By morning, through a combination of Shamanic Journey and Reiki, I was at least improved enough to be able to get on the bike. The decision was made to camp for a few days at a campground beside the Snake River, which was only about twenty miles away and make short day trips from there to give me some time to recuperate and keep my ankle elevated. Through a combination of Reiki, soaking in the icy water of the Snake River and a tube of Traumeel that Maggie had in her backpack, my ankle improved at an amazing rate. We planned our trip home as a series of short hops from campground to campground. It turned out that everyone in the group enjoyed the slower pace more than the long hauls that had gotten us to northern Idaho from Denver in two days on the trip up, so that worked out well. By the time we were halfway through Wyoming, I was hobbling around camp pretty well.

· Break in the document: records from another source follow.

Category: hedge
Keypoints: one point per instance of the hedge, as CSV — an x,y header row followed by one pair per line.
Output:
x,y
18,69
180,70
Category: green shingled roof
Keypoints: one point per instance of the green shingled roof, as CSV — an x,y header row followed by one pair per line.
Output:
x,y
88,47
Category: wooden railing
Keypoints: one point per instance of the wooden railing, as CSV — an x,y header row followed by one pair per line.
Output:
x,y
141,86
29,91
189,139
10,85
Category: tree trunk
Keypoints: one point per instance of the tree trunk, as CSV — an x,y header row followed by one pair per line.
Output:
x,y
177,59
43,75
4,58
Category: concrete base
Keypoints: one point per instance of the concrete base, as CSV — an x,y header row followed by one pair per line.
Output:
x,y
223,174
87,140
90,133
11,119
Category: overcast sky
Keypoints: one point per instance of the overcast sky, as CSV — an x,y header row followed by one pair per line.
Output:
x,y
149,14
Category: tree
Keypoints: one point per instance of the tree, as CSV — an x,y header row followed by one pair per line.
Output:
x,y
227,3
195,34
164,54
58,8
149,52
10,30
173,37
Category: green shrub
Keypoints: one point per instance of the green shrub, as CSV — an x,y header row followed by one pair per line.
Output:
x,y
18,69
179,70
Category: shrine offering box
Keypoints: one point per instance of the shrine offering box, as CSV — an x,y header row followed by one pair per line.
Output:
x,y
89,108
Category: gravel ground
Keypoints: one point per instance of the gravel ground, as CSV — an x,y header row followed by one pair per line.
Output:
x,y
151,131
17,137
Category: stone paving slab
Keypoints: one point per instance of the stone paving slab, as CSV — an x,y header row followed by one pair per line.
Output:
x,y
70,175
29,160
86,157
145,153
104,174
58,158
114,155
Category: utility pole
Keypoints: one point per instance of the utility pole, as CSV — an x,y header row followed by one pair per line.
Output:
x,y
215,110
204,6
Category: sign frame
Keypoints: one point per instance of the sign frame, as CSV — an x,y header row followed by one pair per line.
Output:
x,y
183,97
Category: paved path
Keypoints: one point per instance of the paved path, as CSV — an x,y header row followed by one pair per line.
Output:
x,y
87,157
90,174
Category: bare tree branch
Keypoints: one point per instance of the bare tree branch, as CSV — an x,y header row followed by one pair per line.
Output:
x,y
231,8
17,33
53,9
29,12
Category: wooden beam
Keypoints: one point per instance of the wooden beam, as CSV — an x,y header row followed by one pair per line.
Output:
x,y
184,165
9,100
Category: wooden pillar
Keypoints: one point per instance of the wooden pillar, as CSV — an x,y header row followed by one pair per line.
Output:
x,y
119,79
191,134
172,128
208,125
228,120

One morning, we were camped in a mountain canyon alongside a roaring creek. It had rained during the night and the light was just magical. The wild flowers were in full bloom and the morning was absolutely glorious. I grabbed my camera and determined to get out and get a few pictures. As I walked along the trail, I discovered that if I placed my feet very carefully with each step, I could walk without pain and without limping. Since I knew I wouldn't be able to walk far, this hike wasn't about "a destination". I would take a few careful steps, then stop to look around and drink in what I could see…. The raindrops sparkling in the morning sun on the tips of the leaves, a little cloud of gnats circling in a sunbeam over the trail, the dappled sunlight striking a cluster of horsetail ferns at the creek side. Suddenly I realized that I was totally present in my body. Every movement was conscious and aware. I was totally focused on my surroundings and the physicality of my body acting in those surroundings. If I didn't pay attention, I'd misstep and my ankle would hurt, so I was walking in complete concentration, then stopping to take in my surroundings so I wouldn't miss anything of the glory of the morning.

Then I had to stop and laugh. It would take someone totally trapped in their head to make such a complex intellectual exercise out of being present. It was all so totally and completely simple. Lion had been right all along.